Festa junina de verdade tem que ser assim: com sanfona e arrasta pé.

Uma viagem de 13 horas, excesso de trabalho e a visita de um grande amigo. Muitos foram os motivos para me afastar do blog durante tanto tempo. Em compensação o que não falta agora é assunto. Entre as muitas refeições feitas entre Rio e Minas Gerais teve de tudo um pouco: leitão à pururuca, arroz de pequi, bacalhau cru, pastel de siri, sushi de enguia, steak tartar com ovo de 3 minutos e até gafanhotos.

A festa junina, em Montes Claros, Minas Gerais, foi um dos pontos altos do mês. Tradicional do início ao fim – com direito a sanfoneiro, quentão e fogueira -, é o tipo de festa que não se vê mais no Rio. Para chegar lá foram 13 horas na estrada, com direito a paradas no Alemão, no Cupim e onde mais desse vontade.

Localizada no Norte de Minas Gerais, a cidade fica a quase mil quilômetros do Rio de Janeiro. Um horror para as costas, para as pernas e para a cabeça, que no final do trajeto só pensa em quanto tempo falta. Mas basta chegar a Montes Claros para todo o cansaço ficar para trás. Seu povo se orgulha do arroz de pequi e chega ao ponto de congelar a frutinha espinhenta para comer até quando não estiver mais época. O gosto não chega a ser maravilhoso, mas é curioso e vale conhecer.

O famoso arroz de pequi, ainda fumegante na panela.

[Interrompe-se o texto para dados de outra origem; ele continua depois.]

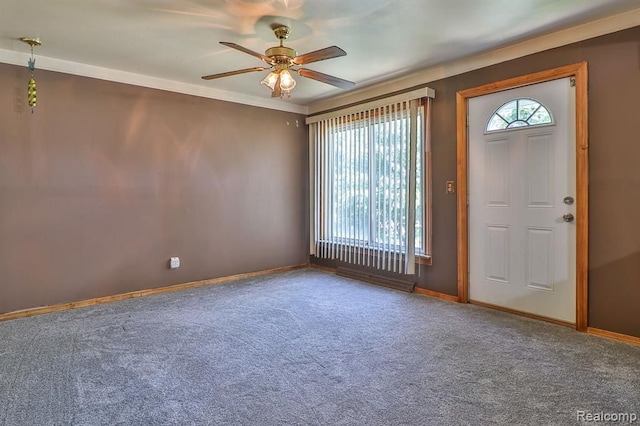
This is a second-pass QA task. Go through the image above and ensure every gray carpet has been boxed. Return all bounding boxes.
[0,270,640,426]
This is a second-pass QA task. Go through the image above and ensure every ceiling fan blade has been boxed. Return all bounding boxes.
[293,46,347,65]
[271,74,282,98]
[296,68,356,89]
[220,41,271,64]
[202,67,269,80]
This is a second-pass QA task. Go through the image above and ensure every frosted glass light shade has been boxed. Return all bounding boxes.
[260,71,278,90]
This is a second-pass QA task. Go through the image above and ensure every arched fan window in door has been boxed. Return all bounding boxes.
[485,98,553,133]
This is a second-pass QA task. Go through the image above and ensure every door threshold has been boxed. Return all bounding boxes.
[469,300,576,329]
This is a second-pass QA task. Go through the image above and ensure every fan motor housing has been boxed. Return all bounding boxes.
[264,46,298,63]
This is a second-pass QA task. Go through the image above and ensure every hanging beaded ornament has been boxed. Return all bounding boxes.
[20,37,42,114]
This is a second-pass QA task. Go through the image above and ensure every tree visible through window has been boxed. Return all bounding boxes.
[485,98,553,133]
[310,98,430,274]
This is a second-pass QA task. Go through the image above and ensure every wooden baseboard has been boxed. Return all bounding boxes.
[309,263,336,274]
[0,263,309,321]
[587,327,640,345]
[413,287,458,303]
[469,300,576,328]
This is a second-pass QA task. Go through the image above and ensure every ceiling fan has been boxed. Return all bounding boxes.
[202,25,355,98]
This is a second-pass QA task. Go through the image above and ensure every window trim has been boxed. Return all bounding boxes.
[484,97,556,135]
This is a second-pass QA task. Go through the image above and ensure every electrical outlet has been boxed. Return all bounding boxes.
[169,257,180,269]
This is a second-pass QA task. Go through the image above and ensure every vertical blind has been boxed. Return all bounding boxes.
[307,89,432,274]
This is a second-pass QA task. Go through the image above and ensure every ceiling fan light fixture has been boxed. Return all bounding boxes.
[280,70,296,92]
[260,71,278,91]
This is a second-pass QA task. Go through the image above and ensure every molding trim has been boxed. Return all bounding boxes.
[0,263,308,321]
[469,300,576,328]
[0,8,640,115]
[587,327,640,346]
[309,8,640,114]
[0,49,308,115]
[309,263,338,274]
[413,287,458,302]
[456,62,589,331]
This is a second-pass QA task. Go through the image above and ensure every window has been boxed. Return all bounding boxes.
[485,98,553,133]
[310,90,436,273]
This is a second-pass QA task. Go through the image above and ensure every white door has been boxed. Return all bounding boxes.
[468,78,576,323]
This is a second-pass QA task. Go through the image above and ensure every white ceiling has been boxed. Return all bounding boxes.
[0,0,640,113]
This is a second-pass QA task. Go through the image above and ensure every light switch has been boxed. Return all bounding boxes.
[447,180,456,194]
[169,257,180,269]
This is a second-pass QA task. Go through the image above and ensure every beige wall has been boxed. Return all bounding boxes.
[0,64,308,313]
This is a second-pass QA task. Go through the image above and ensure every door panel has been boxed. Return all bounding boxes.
[468,78,576,323]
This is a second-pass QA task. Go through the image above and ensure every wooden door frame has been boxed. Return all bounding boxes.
[456,62,589,331]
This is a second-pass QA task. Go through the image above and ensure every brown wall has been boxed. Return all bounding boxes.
[312,27,640,337]
[0,64,308,313]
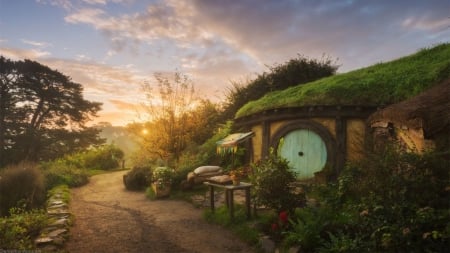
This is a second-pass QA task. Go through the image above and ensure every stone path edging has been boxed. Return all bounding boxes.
[34,186,72,252]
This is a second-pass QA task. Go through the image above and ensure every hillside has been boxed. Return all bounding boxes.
[236,43,450,118]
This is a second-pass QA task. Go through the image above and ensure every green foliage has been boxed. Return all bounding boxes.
[152,167,174,188]
[0,56,102,166]
[0,163,45,216]
[285,148,450,252]
[0,208,47,250]
[174,121,233,174]
[250,152,304,212]
[236,43,450,117]
[84,144,124,170]
[41,159,89,189]
[123,166,152,191]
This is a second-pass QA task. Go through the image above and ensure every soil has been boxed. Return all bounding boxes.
[66,171,255,253]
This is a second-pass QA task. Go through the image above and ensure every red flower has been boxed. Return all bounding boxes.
[272,223,278,231]
[279,211,288,223]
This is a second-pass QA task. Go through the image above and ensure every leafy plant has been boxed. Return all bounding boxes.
[152,167,174,189]
[0,208,48,250]
[41,159,89,189]
[0,162,45,216]
[250,152,304,213]
[123,167,152,191]
[83,145,124,170]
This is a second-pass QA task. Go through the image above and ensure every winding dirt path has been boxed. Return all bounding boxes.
[66,171,254,253]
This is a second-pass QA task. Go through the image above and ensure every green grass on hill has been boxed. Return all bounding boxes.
[236,43,450,118]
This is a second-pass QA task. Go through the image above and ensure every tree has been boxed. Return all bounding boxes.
[0,57,102,165]
[221,55,338,122]
[127,72,219,168]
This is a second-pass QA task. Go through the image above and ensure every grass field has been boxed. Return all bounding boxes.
[236,43,450,118]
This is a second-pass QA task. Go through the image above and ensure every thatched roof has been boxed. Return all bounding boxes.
[368,79,450,138]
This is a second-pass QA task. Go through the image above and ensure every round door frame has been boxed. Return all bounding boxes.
[270,120,336,171]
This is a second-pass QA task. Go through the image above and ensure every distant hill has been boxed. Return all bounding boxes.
[236,43,450,118]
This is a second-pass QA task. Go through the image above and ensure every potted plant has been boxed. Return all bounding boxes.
[230,167,246,185]
[152,167,173,198]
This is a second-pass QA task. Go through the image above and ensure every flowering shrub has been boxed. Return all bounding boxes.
[270,211,290,242]
[250,153,304,212]
[153,167,174,188]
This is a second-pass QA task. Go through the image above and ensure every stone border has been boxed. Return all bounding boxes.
[34,186,72,252]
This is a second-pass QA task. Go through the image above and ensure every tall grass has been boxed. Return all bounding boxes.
[0,162,45,216]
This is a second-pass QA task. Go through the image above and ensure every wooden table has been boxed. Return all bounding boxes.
[204,182,252,219]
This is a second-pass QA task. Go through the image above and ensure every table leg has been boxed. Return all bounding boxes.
[245,188,251,219]
[209,185,214,212]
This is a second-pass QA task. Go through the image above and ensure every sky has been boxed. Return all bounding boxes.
[0,0,450,125]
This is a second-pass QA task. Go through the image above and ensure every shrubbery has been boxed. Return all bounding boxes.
[250,152,305,213]
[0,208,48,250]
[123,166,152,191]
[84,145,124,170]
[41,159,89,189]
[0,163,45,216]
[284,149,450,252]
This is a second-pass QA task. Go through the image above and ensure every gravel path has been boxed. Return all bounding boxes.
[66,171,254,253]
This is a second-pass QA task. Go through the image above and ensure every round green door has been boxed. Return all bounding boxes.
[278,129,327,179]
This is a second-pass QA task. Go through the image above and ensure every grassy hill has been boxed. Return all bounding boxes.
[236,43,450,118]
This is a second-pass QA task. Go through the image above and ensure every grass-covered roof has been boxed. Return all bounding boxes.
[236,43,450,118]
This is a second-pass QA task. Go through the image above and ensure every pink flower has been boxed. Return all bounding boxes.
[272,223,278,231]
[279,211,288,223]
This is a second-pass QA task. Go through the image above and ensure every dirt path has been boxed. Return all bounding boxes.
[66,171,254,253]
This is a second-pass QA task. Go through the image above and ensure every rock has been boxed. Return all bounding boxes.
[34,236,53,245]
[50,218,68,227]
[48,228,67,238]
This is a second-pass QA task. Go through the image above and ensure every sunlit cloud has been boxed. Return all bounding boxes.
[108,99,140,111]
[36,0,73,10]
[83,0,106,5]
[21,39,52,48]
[402,16,450,31]
[0,47,51,60]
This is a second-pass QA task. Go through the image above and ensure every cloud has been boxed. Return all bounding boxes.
[0,47,51,60]
[36,0,73,10]
[21,39,52,48]
[108,99,140,112]
[83,0,106,5]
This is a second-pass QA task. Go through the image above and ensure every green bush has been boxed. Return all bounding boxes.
[0,208,47,250]
[285,148,450,252]
[250,152,304,213]
[41,159,89,189]
[83,145,124,170]
[0,163,45,215]
[123,167,152,191]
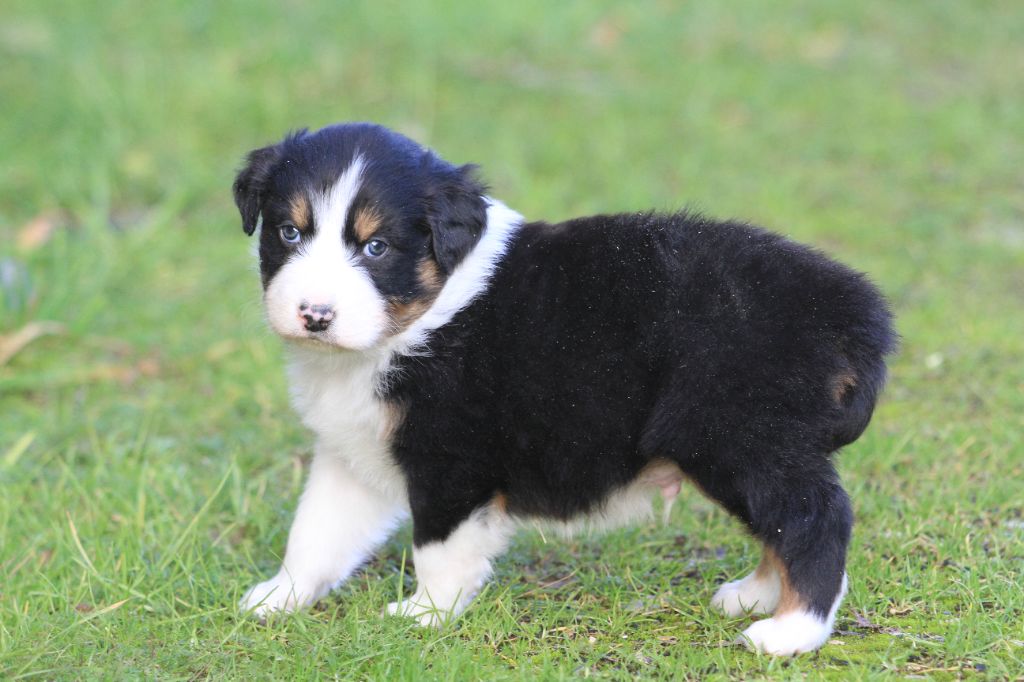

Com ressalvas, é bom frisar. A frutinha esconde em seu interior um ninho de espinhos finíssimos e super afiados. Na cidade não faltam histórias de quem, lá pela décima cachaça, tenha se esquecido e comido a fruta de uma vezada só. Quem come a fruta, dizem, ou encara uma maratona de pinçadas na língua, na tentativa de arrancar os espinhos, ou bate as botas. Apesar dos pesares, o povo é cheio de orgulho do pequi: “É afrodisíaco” – gritam em coro, reforçando que nove meses após sua temporada a cidade passa por um boom de nascimentos. Quem viver verá.

As crianças ficaram doidas com as fogueiras.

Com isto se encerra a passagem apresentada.